The Power of Health Data: Landmark Breast Cancer Study Published
Circos plots, one way of visualizing genomic data.
A study published Sunday in the journal Nature provides unique insights into the characteristics of types of breast cancer.
The study, entitled “Comprehensive molecular portraits of human breast tumours”, consisted of extensive genomic analysis of human breast tumors from over 800 patients and was part of research conducted for the Cancer Genome Atlas, a large scale federal project investigating the genetic underpinnings of cancer. The study identified four main subtypes of breast cancer based on genetic and epigentic abnormalities and has therapeutic implications for patients. One notable finding identified a subtype as having molecular similarities to ovarian cancer.

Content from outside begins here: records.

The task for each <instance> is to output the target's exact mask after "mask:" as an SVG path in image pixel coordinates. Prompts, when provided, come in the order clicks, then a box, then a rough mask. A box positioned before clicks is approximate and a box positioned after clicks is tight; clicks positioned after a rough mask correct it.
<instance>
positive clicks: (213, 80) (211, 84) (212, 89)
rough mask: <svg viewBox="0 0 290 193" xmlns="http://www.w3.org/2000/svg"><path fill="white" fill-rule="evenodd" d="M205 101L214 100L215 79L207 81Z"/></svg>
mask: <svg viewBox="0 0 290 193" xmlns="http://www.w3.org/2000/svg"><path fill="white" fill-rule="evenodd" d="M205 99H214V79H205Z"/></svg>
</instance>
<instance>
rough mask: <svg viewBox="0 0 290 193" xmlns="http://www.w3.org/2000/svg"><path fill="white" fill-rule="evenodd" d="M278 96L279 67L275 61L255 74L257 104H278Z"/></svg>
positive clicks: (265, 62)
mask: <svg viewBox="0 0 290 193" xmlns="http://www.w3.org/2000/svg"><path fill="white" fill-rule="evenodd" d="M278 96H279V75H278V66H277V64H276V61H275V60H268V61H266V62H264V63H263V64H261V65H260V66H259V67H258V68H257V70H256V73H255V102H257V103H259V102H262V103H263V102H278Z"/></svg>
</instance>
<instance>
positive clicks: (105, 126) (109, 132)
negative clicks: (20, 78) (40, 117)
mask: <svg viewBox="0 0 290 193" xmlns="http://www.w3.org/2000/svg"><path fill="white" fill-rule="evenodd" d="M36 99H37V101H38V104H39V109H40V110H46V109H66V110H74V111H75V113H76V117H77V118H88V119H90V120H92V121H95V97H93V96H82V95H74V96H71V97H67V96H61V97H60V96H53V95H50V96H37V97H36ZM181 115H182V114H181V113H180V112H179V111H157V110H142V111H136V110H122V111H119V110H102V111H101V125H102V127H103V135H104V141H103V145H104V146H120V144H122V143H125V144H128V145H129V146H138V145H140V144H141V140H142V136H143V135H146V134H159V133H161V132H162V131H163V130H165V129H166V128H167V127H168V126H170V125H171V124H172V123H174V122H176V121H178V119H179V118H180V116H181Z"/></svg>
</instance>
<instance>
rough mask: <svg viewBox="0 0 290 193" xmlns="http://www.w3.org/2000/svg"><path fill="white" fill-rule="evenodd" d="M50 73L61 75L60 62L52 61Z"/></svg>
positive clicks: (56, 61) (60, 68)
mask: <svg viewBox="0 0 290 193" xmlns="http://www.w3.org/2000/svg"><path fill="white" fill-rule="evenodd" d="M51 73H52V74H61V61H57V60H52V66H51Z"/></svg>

Charles Perou, PhD, lead author of the paper, told the UNC press (Perou is Distinguished Professor of Molecular Oncology at UNC), “Through the use of multiple different technologies, we were able to collect the most complete picture of breast cancer diversity ever. These studies have important implications for all breast cancer patients and confirm a large number of our previous findings. In particular, we now have a much better picture of the genetic causes of the most common form of breast cancer, namely Estrogen-Receptor positive/Luminal A disease. We also found a stunning similarity between Basal-like breast cancers and ovarian cancers.”